Parts of Ohio were shivering in high temperatures 15 degrees below normal, in the lower 20s. The Weather Channel forecast light to moderate snow Monday in the Lower Midwest and Tuesday in the Northeast, with accumulations of up to 5 inches in most highly populated areas affected by the Clipper.
New York City, fresh off 5 inches of snow Saturday, was predicted to see another couple of inches Tuesday, with up to 5 inches in parts of Boston. Coastal and eastern Maine were expected to see the heaviest snowfall.
Thomas Niziol, a winter weather expert for The Weather Channel, said the storm could affect millions of people along the I-95 corridor from New York to Boston on Tuesday into Wednesday morning.
A winter weather advisory was issued for Tuesday across southern New England, where the Clipper was expected to intensify as it hit moister air. Boston could get as much as 5 inches of new snow, Niziol said, while areas south, like New York and Philadelphia, should expect 2 to 4 inches, he said.
But "these types of systems have been known to really spin up off the New England coast, and that scenario would produce heavier snow, with more significant amounts across parts of northern coastal New England," he said.
Temperatures were expected to keep dropping into the night in New Hampshire, Maine and Vermont, with coastal areas dipping below well zero overnight.
The bigger problem is strong winds that will create dangerously low wind-chill conditions, said Jim Brown of the National Weather Service office in Gray, Maine. For the second straight night, winds will make it feel like 30 to 40 degrees below zero in the mountains after wind chills that plummeted as low as minus-57 Sunday night in Mount Washington, N.H.

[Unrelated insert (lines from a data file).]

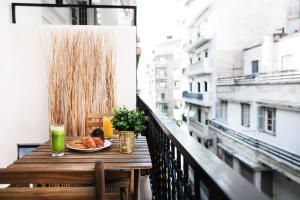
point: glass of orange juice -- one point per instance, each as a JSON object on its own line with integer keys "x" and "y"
{"x": 107, "y": 127}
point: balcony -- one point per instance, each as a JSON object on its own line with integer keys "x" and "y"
{"x": 201, "y": 129}
{"x": 160, "y": 76}
{"x": 192, "y": 95}
{"x": 195, "y": 42}
{"x": 262, "y": 78}
{"x": 199, "y": 68}
{"x": 179, "y": 162}
{"x": 202, "y": 99}
{"x": 266, "y": 150}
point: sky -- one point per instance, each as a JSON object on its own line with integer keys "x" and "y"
{"x": 156, "y": 19}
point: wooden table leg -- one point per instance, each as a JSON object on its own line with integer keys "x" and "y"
{"x": 132, "y": 181}
{"x": 136, "y": 184}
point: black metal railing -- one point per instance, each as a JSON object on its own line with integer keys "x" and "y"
{"x": 263, "y": 146}
{"x": 183, "y": 169}
{"x": 259, "y": 78}
{"x": 191, "y": 95}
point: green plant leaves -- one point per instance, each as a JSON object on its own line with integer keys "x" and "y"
{"x": 129, "y": 120}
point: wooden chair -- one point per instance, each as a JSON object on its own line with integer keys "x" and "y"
{"x": 90, "y": 185}
{"x": 117, "y": 181}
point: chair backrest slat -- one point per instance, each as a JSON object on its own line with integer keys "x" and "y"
{"x": 30, "y": 175}
{"x": 49, "y": 193}
{"x": 94, "y": 187}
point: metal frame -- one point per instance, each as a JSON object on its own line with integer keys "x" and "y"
{"x": 59, "y": 5}
{"x": 26, "y": 146}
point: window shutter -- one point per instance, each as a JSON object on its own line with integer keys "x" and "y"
{"x": 217, "y": 111}
{"x": 242, "y": 114}
{"x": 248, "y": 115}
{"x": 261, "y": 118}
{"x": 274, "y": 120}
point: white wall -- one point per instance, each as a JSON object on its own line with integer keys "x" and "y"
{"x": 23, "y": 84}
{"x": 284, "y": 188}
{"x": 243, "y": 24}
{"x": 270, "y": 54}
{"x": 250, "y": 55}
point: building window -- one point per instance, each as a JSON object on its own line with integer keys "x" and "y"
{"x": 199, "y": 140}
{"x": 255, "y": 66}
{"x": 221, "y": 111}
{"x": 205, "y": 86}
{"x": 270, "y": 120}
{"x": 228, "y": 159}
{"x": 267, "y": 183}
{"x": 267, "y": 119}
{"x": 245, "y": 115}
{"x": 163, "y": 96}
{"x": 199, "y": 115}
{"x": 164, "y": 108}
{"x": 293, "y": 8}
{"x": 286, "y": 62}
{"x": 184, "y": 118}
{"x": 247, "y": 172}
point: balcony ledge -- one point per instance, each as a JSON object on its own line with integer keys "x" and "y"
{"x": 197, "y": 102}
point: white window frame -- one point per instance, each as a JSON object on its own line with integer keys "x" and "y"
{"x": 272, "y": 120}
{"x": 245, "y": 114}
{"x": 287, "y": 62}
{"x": 221, "y": 113}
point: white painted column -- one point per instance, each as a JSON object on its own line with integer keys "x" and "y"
{"x": 257, "y": 179}
{"x": 236, "y": 165}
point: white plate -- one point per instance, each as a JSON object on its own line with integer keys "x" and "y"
{"x": 107, "y": 143}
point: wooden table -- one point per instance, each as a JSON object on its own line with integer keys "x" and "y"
{"x": 138, "y": 160}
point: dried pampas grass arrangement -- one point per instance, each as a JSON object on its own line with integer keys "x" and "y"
{"x": 81, "y": 77}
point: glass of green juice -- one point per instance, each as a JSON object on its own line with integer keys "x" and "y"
{"x": 57, "y": 139}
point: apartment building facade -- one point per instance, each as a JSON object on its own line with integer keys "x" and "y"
{"x": 257, "y": 115}
{"x": 164, "y": 74}
{"x": 214, "y": 39}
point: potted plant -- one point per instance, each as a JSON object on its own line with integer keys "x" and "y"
{"x": 129, "y": 123}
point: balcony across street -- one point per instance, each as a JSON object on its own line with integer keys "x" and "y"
{"x": 150, "y": 100}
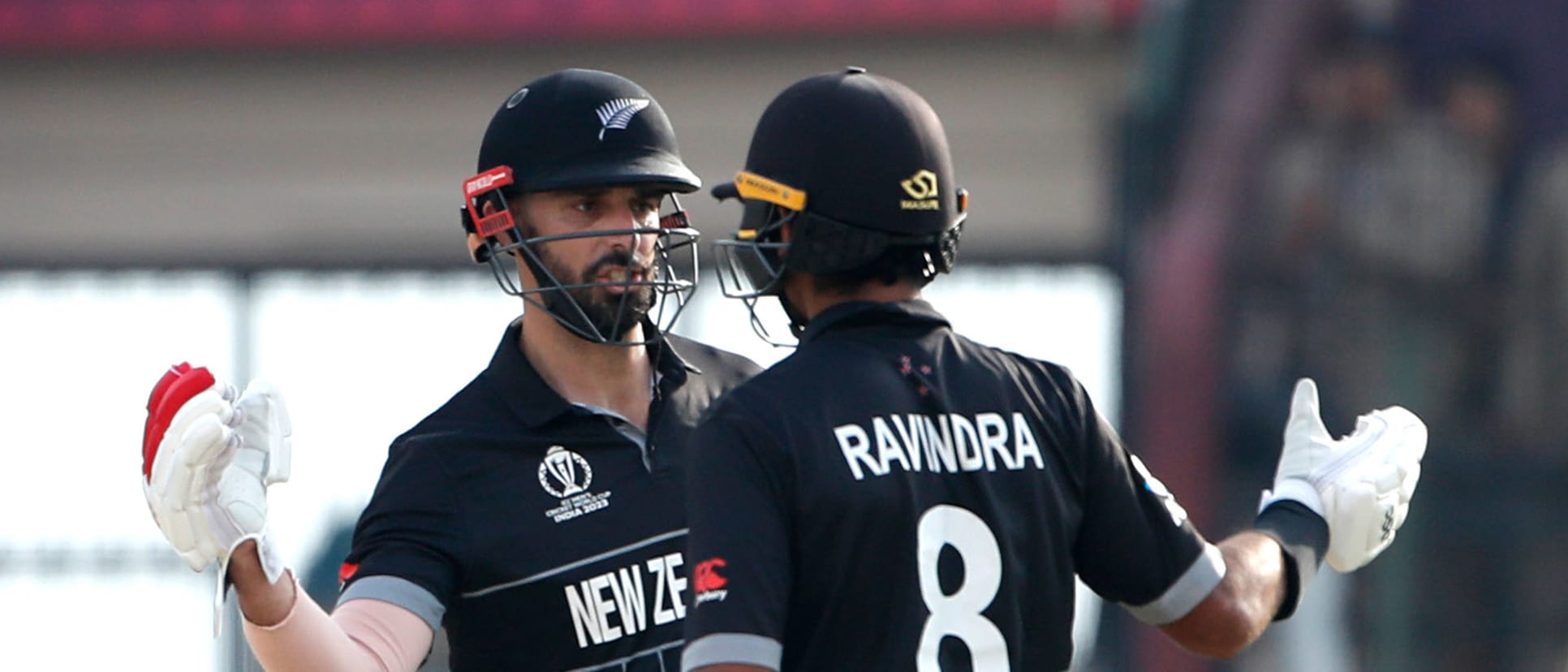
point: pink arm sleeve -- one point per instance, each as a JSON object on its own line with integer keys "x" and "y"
{"x": 360, "y": 636}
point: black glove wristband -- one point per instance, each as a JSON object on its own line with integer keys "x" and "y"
{"x": 1303, "y": 537}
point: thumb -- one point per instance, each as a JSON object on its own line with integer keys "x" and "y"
{"x": 1305, "y": 417}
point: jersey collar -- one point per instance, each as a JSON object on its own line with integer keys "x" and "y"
{"x": 855, "y": 313}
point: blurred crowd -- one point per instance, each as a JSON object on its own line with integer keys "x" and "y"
{"x": 1408, "y": 245}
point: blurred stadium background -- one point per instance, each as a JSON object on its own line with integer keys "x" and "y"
{"x": 1191, "y": 202}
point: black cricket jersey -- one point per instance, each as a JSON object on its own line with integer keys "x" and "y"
{"x": 898, "y": 497}
{"x": 541, "y": 535}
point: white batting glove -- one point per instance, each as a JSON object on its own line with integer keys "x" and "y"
{"x": 1360, "y": 485}
{"x": 209, "y": 454}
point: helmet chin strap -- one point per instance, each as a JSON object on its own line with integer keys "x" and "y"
{"x": 797, "y": 320}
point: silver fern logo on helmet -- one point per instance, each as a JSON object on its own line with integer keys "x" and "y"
{"x": 618, "y": 113}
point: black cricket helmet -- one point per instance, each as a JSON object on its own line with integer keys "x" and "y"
{"x": 579, "y": 131}
{"x": 855, "y": 163}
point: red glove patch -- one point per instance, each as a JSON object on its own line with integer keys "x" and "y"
{"x": 178, "y": 386}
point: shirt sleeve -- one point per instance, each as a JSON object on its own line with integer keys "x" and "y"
{"x": 408, "y": 537}
{"x": 1135, "y": 544}
{"x": 739, "y": 515}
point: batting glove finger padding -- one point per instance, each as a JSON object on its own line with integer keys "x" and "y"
{"x": 1360, "y": 485}
{"x": 209, "y": 454}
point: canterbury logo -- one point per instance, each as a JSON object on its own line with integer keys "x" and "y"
{"x": 618, "y": 113}
{"x": 921, "y": 185}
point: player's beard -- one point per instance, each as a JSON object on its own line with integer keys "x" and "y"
{"x": 610, "y": 315}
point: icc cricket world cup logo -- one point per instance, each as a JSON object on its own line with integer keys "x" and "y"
{"x": 565, "y": 473}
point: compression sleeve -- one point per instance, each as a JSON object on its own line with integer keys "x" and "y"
{"x": 360, "y": 636}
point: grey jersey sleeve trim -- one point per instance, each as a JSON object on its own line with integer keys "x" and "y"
{"x": 1194, "y": 584}
{"x": 400, "y": 592}
{"x": 733, "y": 648}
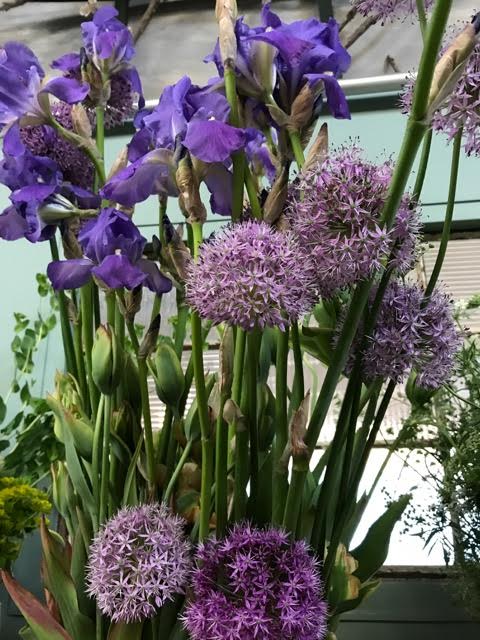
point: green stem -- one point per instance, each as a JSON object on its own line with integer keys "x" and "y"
{"x": 96, "y": 454}
{"x": 422, "y": 167}
{"x": 147, "y": 425}
{"x": 67, "y": 338}
{"x": 447, "y": 225}
{"x": 202, "y": 405}
{"x": 221, "y": 470}
{"x": 252, "y": 194}
{"x": 298, "y": 390}
{"x": 280, "y": 473}
{"x": 105, "y": 473}
{"x": 238, "y": 158}
{"x": 422, "y": 17}
{"x": 412, "y": 139}
{"x": 254, "y": 338}
{"x": 297, "y": 148}
{"x": 87, "y": 337}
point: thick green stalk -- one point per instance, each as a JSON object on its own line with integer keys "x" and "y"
{"x": 254, "y": 338}
{"x": 221, "y": 470}
{"x": 238, "y": 158}
{"x": 412, "y": 139}
{"x": 147, "y": 425}
{"x": 252, "y": 194}
{"x": 298, "y": 390}
{"x": 105, "y": 469}
{"x": 297, "y": 148}
{"x": 87, "y": 337}
{"x": 447, "y": 224}
{"x": 422, "y": 167}
{"x": 96, "y": 456}
{"x": 67, "y": 338}
{"x": 202, "y": 405}
{"x": 280, "y": 473}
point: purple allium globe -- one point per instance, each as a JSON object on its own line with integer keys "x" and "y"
{"x": 412, "y": 333}
{"x": 138, "y": 561}
{"x": 335, "y": 213}
{"x": 388, "y": 10}
{"x": 460, "y": 109}
{"x": 256, "y": 584}
{"x": 250, "y": 275}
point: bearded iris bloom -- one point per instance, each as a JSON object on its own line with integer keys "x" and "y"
{"x": 113, "y": 253}
{"x": 40, "y": 196}
{"x": 24, "y": 91}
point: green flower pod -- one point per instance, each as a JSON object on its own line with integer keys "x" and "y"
{"x": 170, "y": 380}
{"x": 107, "y": 360}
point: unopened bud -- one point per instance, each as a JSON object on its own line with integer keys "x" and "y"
{"x": 81, "y": 122}
{"x": 150, "y": 340}
{"x": 226, "y": 14}
{"x": 298, "y": 427}
{"x": 107, "y": 360}
{"x": 170, "y": 380}
{"x": 302, "y": 109}
{"x": 318, "y": 152}
{"x": 275, "y": 202}
{"x": 451, "y": 66}
{"x": 189, "y": 193}
{"x": 119, "y": 163}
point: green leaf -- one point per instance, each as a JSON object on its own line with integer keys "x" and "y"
{"x": 373, "y": 551}
{"x": 60, "y": 584}
{"x": 3, "y": 410}
{"x": 37, "y": 616}
{"x": 124, "y": 631}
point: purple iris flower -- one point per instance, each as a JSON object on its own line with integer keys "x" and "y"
{"x": 113, "y": 253}
{"x": 22, "y": 86}
{"x": 187, "y": 116}
{"x": 40, "y": 197}
{"x": 305, "y": 51}
{"x": 108, "y": 46}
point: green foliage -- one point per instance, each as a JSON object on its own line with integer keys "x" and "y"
{"x": 21, "y": 507}
{"x": 30, "y": 430}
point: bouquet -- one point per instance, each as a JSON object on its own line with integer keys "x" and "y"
{"x": 219, "y": 525}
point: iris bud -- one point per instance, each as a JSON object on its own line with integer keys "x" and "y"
{"x": 107, "y": 360}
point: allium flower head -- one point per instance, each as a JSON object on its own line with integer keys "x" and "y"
{"x": 412, "y": 334}
{"x": 461, "y": 108}
{"x": 256, "y": 584}
{"x": 336, "y": 214}
{"x": 251, "y": 275}
{"x": 388, "y": 10}
{"x": 138, "y": 561}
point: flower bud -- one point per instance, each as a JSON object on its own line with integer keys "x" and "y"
{"x": 107, "y": 360}
{"x": 170, "y": 380}
{"x": 149, "y": 342}
{"x": 226, "y": 14}
{"x": 189, "y": 192}
{"x": 451, "y": 66}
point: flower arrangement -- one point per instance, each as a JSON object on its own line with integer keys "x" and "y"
{"x": 219, "y": 525}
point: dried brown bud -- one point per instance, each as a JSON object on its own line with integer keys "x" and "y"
{"x": 298, "y": 427}
{"x": 275, "y": 202}
{"x": 450, "y": 67}
{"x": 81, "y": 122}
{"x": 119, "y": 163}
{"x": 318, "y": 152}
{"x": 189, "y": 196}
{"x": 226, "y": 14}
{"x": 302, "y": 109}
{"x": 149, "y": 342}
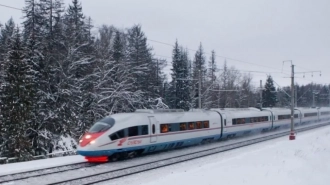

The latest storm comes on the heels of a weekend bout that dumped on the Northeast, leaving more than a foot of snow in some places.
Not everyone was complaining. Sixteen inches of snow fell on Okemo Mountain Resort in Ludlow, Vt., allowing the ski resort to open 91 trails. Most New England resorts are open for skiing and riding 10 days before Christmas.
"We have been watching [the forecast] since people first started talking about it on Monday or Tuesday," said Ethan Austin, a spokesman for the Sugarloaf Ski Resort in Carrabassett Valley, Maine. "We're pretty psyched."